Tallasa drew a deep breath. Her face was a stone. "Prepare for emergency saucer separation."

Scant minutes later, the Merlin split in two, the saucer section skimming away towards the blue-white maw of the wormhole, while the battle section, spitting golden light and defiance from its phaser arrays, turned towards the oncoming cubes.

---

2408

Snatches of conversation floated around the ensign as he made his way to the USS Archangel's bridge.

"... never expected the Borg, not out here, not so close...."

"... Vega Colony is months away, no reason to think they'd aim there...."

He reached the captain's chair, saluted, cleared his throat nervously. Captain Mason Karima looked up, annoyance registering on his darkly handsome face. "What is it?"

"Sir, it's - um - we picked up some Borg drones, sir. On the planet's surface, after we knocked out the probe?"

"Well," said Captain Karima, "standard protocols apply, then. Liberate them if possible, restrain them in stasis if not."
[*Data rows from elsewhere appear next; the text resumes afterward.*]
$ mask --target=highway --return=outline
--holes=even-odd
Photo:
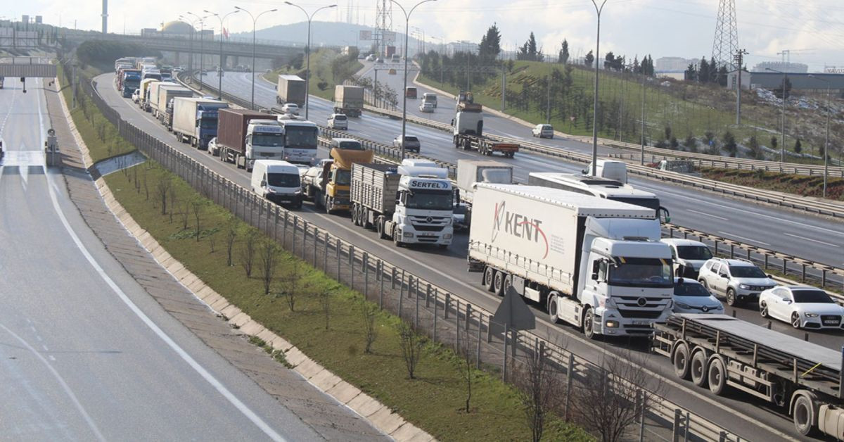
[[[15,83],[0,90],[3,439],[322,440],[106,249],[43,166],[41,81]]]
[[[248,100],[251,92],[249,75],[249,74],[226,73],[223,77],[224,91]],[[383,73],[379,73],[379,81],[381,81],[382,77],[389,77],[392,81],[391,85],[401,90],[400,74],[385,75]],[[217,84],[215,73],[209,73],[206,79],[212,85]],[[257,106],[267,108],[275,106],[275,90],[269,82],[261,79],[257,79],[255,90]],[[425,90],[420,88],[419,96],[421,96]],[[445,123],[450,122],[453,116],[452,102],[447,98],[440,97],[440,106],[433,114],[419,114],[417,101],[408,100],[408,112],[413,110],[415,114],[422,117]],[[311,97],[311,121],[324,125],[331,112],[328,101],[315,96]],[[528,128],[489,112],[484,114],[484,130],[493,134],[527,138],[531,140],[538,139],[530,138]],[[349,118],[349,132],[391,145],[392,139],[401,134],[401,123],[388,117],[365,113],[360,119]],[[408,124],[408,134],[419,137],[422,144],[421,154],[426,156],[452,163],[457,163],[459,159],[480,157],[474,152],[454,149],[451,135],[437,129]],[[559,138],[542,139],[539,142],[560,149],[580,151],[591,150],[591,146],[583,143]],[[499,159],[497,156],[495,158]],[[527,182],[528,174],[532,172],[576,172],[586,167],[583,164],[567,163],[556,158],[528,152],[517,154],[516,158],[512,160],[499,160],[512,164],[516,179],[522,183]],[[671,211],[672,222],[674,224],[832,266],[844,266],[844,227],[836,221],[785,209],[755,205],[746,200],[730,199],[720,194],[657,181],[636,177],[631,177],[630,181],[636,188],[656,194],[662,200],[663,205]]]
[[[97,77],[95,79],[97,90],[110,106],[119,112],[122,118],[179,149],[208,168],[248,188],[249,176],[246,172],[235,168],[233,165],[222,163],[218,159],[208,156],[205,151],[192,149],[187,145],[176,141],[173,135],[166,132],[150,114],[138,109],[137,105],[133,104],[129,100],[120,97],[114,90],[112,78],[113,74],[111,74]],[[209,75],[208,80],[213,78]],[[226,79],[224,83],[224,90],[235,92],[241,96],[249,96],[248,74],[240,75],[229,73],[224,79]],[[257,85],[262,85],[262,83],[259,82]],[[260,97],[262,103],[267,103],[264,106],[269,106],[274,103],[274,95],[268,93],[267,90],[272,91],[272,85],[268,85],[266,83],[262,86],[257,85],[257,91],[260,91],[257,96]],[[329,105],[325,101],[311,97],[311,119],[320,121],[322,117],[322,115],[327,116],[327,112],[330,112]],[[397,123],[387,118],[372,117],[367,114],[360,122],[353,119],[351,124],[353,128],[350,132],[367,138],[381,138],[382,139],[381,140],[384,141],[383,139],[392,138],[392,134],[396,130]],[[365,128],[364,128],[365,126]],[[441,137],[441,133],[429,129],[419,128],[418,133],[430,133],[432,138],[435,136]],[[423,149],[425,145],[423,145]],[[448,152],[452,157],[455,154],[453,147],[448,145],[439,149],[436,147],[432,149]],[[327,152],[321,148],[320,156],[327,156]],[[473,156],[472,154],[467,154],[467,157]],[[515,162],[518,162],[522,171],[526,171],[527,167],[541,167],[544,165],[548,167],[549,161],[545,158],[520,155],[517,156]],[[554,166],[553,170],[573,171],[574,167],[570,165]],[[708,195],[705,196],[708,198]],[[753,208],[755,209],[755,207]],[[297,214],[307,220],[308,222],[329,230],[334,235],[354,243],[359,248],[376,254],[401,268],[408,269],[415,275],[457,293],[484,309],[495,311],[499,303],[499,299],[496,297],[479,286],[479,274],[466,272],[465,250],[468,240],[466,235],[457,235],[455,242],[452,243],[448,250],[440,251],[423,248],[398,248],[391,242],[378,239],[376,232],[354,226],[346,216],[328,216],[322,212],[315,211],[311,205],[306,205],[305,208],[298,211]],[[572,328],[551,325],[546,320],[547,314],[537,306],[533,306],[533,309],[538,316],[536,332],[548,336],[552,341],[565,342],[568,349],[576,354],[592,361],[600,361],[602,357],[605,357],[607,352],[626,355],[626,351],[624,349],[628,347],[628,342],[625,340],[587,341]],[[758,324],[762,323],[757,312],[749,309],[738,309],[737,314],[739,317],[748,320]],[[787,325],[781,326],[781,325],[775,324],[774,327],[785,333],[801,337],[803,336],[802,333],[796,334]],[[841,337],[831,334],[813,333],[811,340],[814,342],[823,342],[825,345],[834,347],[840,344]],[[668,389],[667,396],[671,400],[749,439],[761,439],[773,437],[777,439],[787,439],[791,438],[793,425],[790,420],[783,418],[779,411],[768,408],[766,405],[744,395],[736,393],[728,397],[718,397],[711,394],[708,390],[694,389],[689,384],[675,382],[668,360],[644,352],[644,346],[641,344],[641,342],[634,344],[634,352],[636,352],[634,357],[641,357],[642,364],[647,369],[669,379],[667,382],[671,388]]]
"Yes, sir, but one of them - sir, the medics say you should see for yourself -"

The captain's frown deepened, but he let the ensign lead him to the turbolift, and down into the ship's brig, where dark figures stood behind force-field doors, menacing and silent.

"This one, sir." The ensign indicated one of the drones - a female, Karima thought, human or humanoid, very thin. The drone stood there, looking at him impassively through the field -

No, Karima realized, it wasn't impassive. There was intelligent awareness in the drone's one visible eye, and the mouth was twisted, around its cybernetic implants, into something like a smile - and was that dark stubble, sprouting across its hairless scalp?

"Captain," said the drone. "M' name's Veronika Grau - call me Ronnie, ev'ryone does." She winced, and put one hand to the implant in her mouth. "This's gonna have t'go - makes it hard t'talk."

Karima found his voice. "You're - liberated? Self-aware?"

"Looks like it, doesn' it?"

"But - but how?"

"Lemme tell you," said Ronnie. "See, y'know what th' wors' thing is about th' Collective? Terrible career progression. I was Two of Twelve, secondary adjunct to unimatrix zero seven, an' no matter how well I did th' job, they were never gonna make me One of Twelve. So I quit." The twisted smile broadened. "So, Starfleet got any openings? 'Cause I wanna re-up."

---

"... a pretty long, strange road," said Ronnie. "And no reason to think we've reached the end of it!"

"The Stygmalian Rift is closed," said Saval.

Ronnie made an expansive gesture, nearly knocking over the table. "One door closes, another opens. Or rift. Whatever." She looked thoughtfully at the Vulcan. "So why'd you come back to Starfleet, anyway?" she asked.

"I... felt an obligation," said Saval. "When I learned that you had been liberated from the Collective, I considered my position, and I decided that I owed you my service. It was, after all, my error which -"

"No," said Ronnie, "that was my fault, I rushed you. My mistake. I've learned from it, and next time you tell me you need more data, I'll take your advice."

"Thank you, sir."

"Advice on science, that is. Advice on personal grooming, not a chance. Those whiskers are terrible."

Tallasa laughed. After a moment, Saval smiled. "It is a matter of personal taste, sir."

"I don't want to know what they taste like." Ronnie took another swallow of Aldebaran whisky. "Anyway. Here we all are, and off on the Virtue soon as they let her out of spacedock, and I don't want to hear any more cracks about how that's the wrong name for my ship, OK? Just got a few chores to do Earth-side, admin, and the Academy - and then we're off into the wild black yonder." She took a deep breath. She was going to sing again, Saval realized with a sinking feeling.

Well, he thought, I do owe you a service - vice Admiral. And, also... perhaps I will get to find out what you saw.